Example is the school of mankind, and they will learn at no other.
Edmund Burke, Letters on a Regicide Peace, 1796
You are challenged to fill this grid with numbers so that the following rules are satisfied:
Sudoku Rule. Every column, every row, and every 3x3 block contains all the numbers 1 to 9 with no duplicate numbers.
Cage Rule. The numbers in each set of cells bounded by dotted lines sum to the number in its top left corner and the cells contain no duplicate numbers.
The Sudoku Rule defines standard sudoku that you see in newspapers, bookstores, and online. Adding the Cage Rule turns the puzzle into cage sudoku, often called killer sudoku.
Two terms add precision and facilitate discussing and thinking about a cage sudoku puzzle:
A cage is a set of cells bounded by a dotted line or defined by a distinctive background color. All cages in this essay will contain at least two cells .
Every cage carries a target, a number to which the numbers in its cells must sum. No duplicate numbers are allowed in a cage.

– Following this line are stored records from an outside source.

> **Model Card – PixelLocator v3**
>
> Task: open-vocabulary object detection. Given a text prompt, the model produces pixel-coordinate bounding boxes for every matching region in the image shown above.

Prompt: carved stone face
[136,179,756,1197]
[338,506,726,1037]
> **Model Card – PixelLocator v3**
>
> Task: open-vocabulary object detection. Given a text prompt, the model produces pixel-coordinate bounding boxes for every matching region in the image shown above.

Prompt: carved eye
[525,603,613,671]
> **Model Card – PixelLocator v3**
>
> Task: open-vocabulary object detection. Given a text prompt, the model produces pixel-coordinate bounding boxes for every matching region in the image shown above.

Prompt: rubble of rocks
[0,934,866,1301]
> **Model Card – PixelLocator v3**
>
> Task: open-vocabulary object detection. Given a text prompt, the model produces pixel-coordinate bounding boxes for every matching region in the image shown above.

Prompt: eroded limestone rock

I saw killer sudoku puzzles every Saturday in the Wall Street Journal. They totally flummoxed me: I had no clue how to even start solving one. Eventually I told myself: I’m a mathematician, I can figure this out.
Figure it out I did. Along the way, I realized that there were concepts and methods that were central to solving the puzzles. Some methods I used routinely and others I created when the routine methods failed. But solving these puzzles was not a mechanical process. Even the routine methods required ingenuity and creativity. Fun!
My wife noticed all the work I put into these puzzles, so she suggested I lead a course at our local life-long learning institute. I prepared a proposal for "Killer Sudoku Puzzles", got it accepted, and started planning the classes. I had to turn my chaotic methods into concepts and techniques that I could explain to others. This was far more work than just solving puzzles. Indeed, the intellectual challenges were familiar: I had encountered them writing my dissertation for a Ph.D. in mathematics. There were a lot of false starts and rabbit holes. I uncovered wrong thinking, wrestled with terminology, and struggled to present ideas clearly. I was having a good time creating the theory and practice of solving these puzzles.
The first indication that the name killer sudoku was a problem arose when everyone I talked to about the course thought it was about advanced techniques for solving hard sudoku puzzles. The students in my class all thought the same. This preconception made it difficult for us to communicate about the puzzles. I had never solved a standard sudoku puzzle. My concepts and ideas all came from a direct attack on killer sudoku puzzles, so they revolved around cages. The most prominent feature of a killer sudoku puzzle is its cages while the sudoku part is not visible. Consequently, I believe the name cage sudoku is a better choice and will use it.
I conclude Part I of this series of essays with two examples that illustrate two key ideas for solving the puzzles. Refer to the puzzle at the head of this essay.
The sum of all the numbers in a block is 1 + 2 + . . . + 9 = 45. The block in the lower right corner of the grid contains three cages entirely within its boundary. These cages contain eight of the nine cells in the block. Each cage target is the sum of the numbers in its cage, so the sum of the numbers in the three cages combined is the sum of their targets. That is, the sum of the numbers in the eight cells is 23 + 8 + 11 = 42. The cell in the upper left corner that was omitted from this sum must contain the difference 45 – 42 = 3.
Look at the cage with target 23 in the middle column. The numbers in its three cells must sum to 23, but there is only one set of three different numbers in the range 1 to 9 that sums to 23 – the numbers 9, 8, and 6. The cells of the cage must contain 9, 8, and 6, but I do not know which number goes into which cell.
These examples show the fundamental difference between standard and cage sudoku. The numbers of a standard sudoku puzzle need not be numbers at all; the puzzle can be worked with any set of 9 distinct symbols, say R, S, T, U, V, W, X, Y, Z. But cage sudoku uses arithmetic so the symbols must be numbers.
Finally, the cages carry the information necessary to solve the puzzle.